Taxmap/pubs/p590-012.htm#w15160x12
Worksheet 1-5. Figuring the Taxable Part of Your IRA Distribution - Illustrated Use only if you made contributions to a traditional IRA for 2004 and have to figure the taxable part of your 2004 distributions to determine your modified AGI. See Limit If Covered By Employer Plan. Form 8606 and the related instructions will be needed when using this worksheet. Note. When used in this worksheet, the term outstanding rollover refers to an amount distributed from a traditional IRA as part of a rollover that, as of December 31, 2004, had not yet been reinvested in another traditional IRA, but was still eligible to be rolled over tax free.
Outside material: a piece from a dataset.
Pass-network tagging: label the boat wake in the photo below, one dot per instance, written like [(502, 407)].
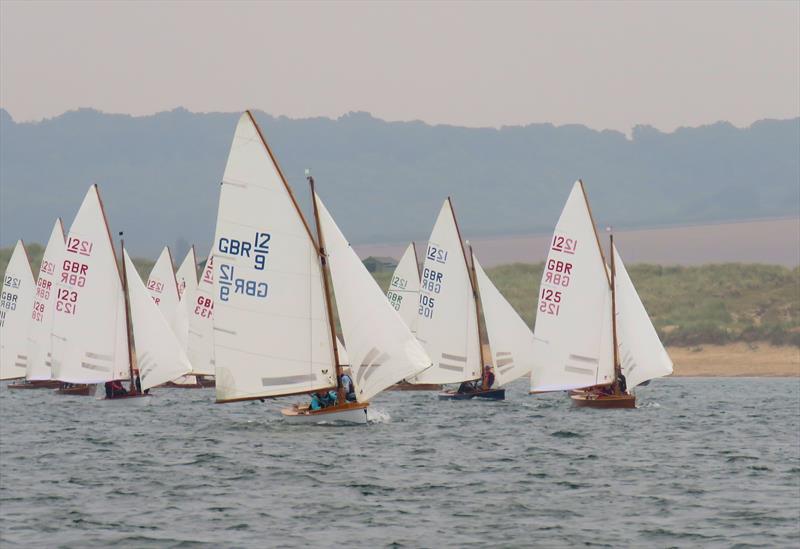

1. Enter the basis in your traditional IRA(s) as of December 31, 2003 1. 300
2. Enter the total of all contributions made to your traditional IRAs during 2004 and all contributions made during 2005 that were for 2004, whether or not deductible. Do not include rollover contributions properly rolled over into IRAs. Also, do not include certain returned contributions described in the instructions for line 7, Part I, of Form 8606. 2. 2,000
3. Add lines 1 and 2 3. 2,300
4. Enter the value of all your traditional IRA(s) as of December 31, 2004 (include any outstanding rollovers from traditional IRAs to other traditional IRAs) 4. 20,000
5. Enter the total distributions from traditional IRAs (including amounts converted to Roth IRAs that will be shown on line 16 of Form 8606) received in 2004. (Do not include outstanding rollovers included on line 4 or any rollovers between traditional IRAs completed by December 31, 2004. Also, do not include certain returned contributions described in the instructions for line 7, Part I, of Form 8606.) 5. 5,000
6. Add lines 4 and 5 6. 25,000
7. Divide line 3 by line 6. Enter the result as a decimal (rounded to at least three places). If the result is 1.000 or more, enter 1.000 7. .092
8. Nontaxable portion of the distribution. Multiply line 5 by line 7. Enter the result here and on lines 13 and 17 of Form 8606 8. 460
9. Taxable portion of the distribution (before adjustment for conversions). Subtract line 8 from line 5. Enter the result here and if there are no amounts converted to Roth IRAs, stop here and enter the result on line 15 of Form 8606 9. 4,540
10. Enter the amount included on line 9 that is allocable to amounts converted to Roth IRAs by December 31, 2004. (See Note at the end of this worksheet.) Enter here and on line 18 of Form 8606 10. 4,540
11. Taxable portion of the distribution (after adjustments for conversions). Subtract line 10 from line 9. Enter the result here and on line 15 of Form 8606 11. 0
Note. If the amount on line 5 of this worksheet includes an amount converted to a Roth IRA by December 31, 2004, you must determine the percentage of the distribution allocable to the conversion. To figure the percentage, divide the amount converted (from line 16 of Form 8606) by the total distributions shown on line 5. To figure the amounts to include on line 10 of this worksheet and on line 18, Part II of Form 8606, multiply line 9 of the worksheet by the percentage you figured.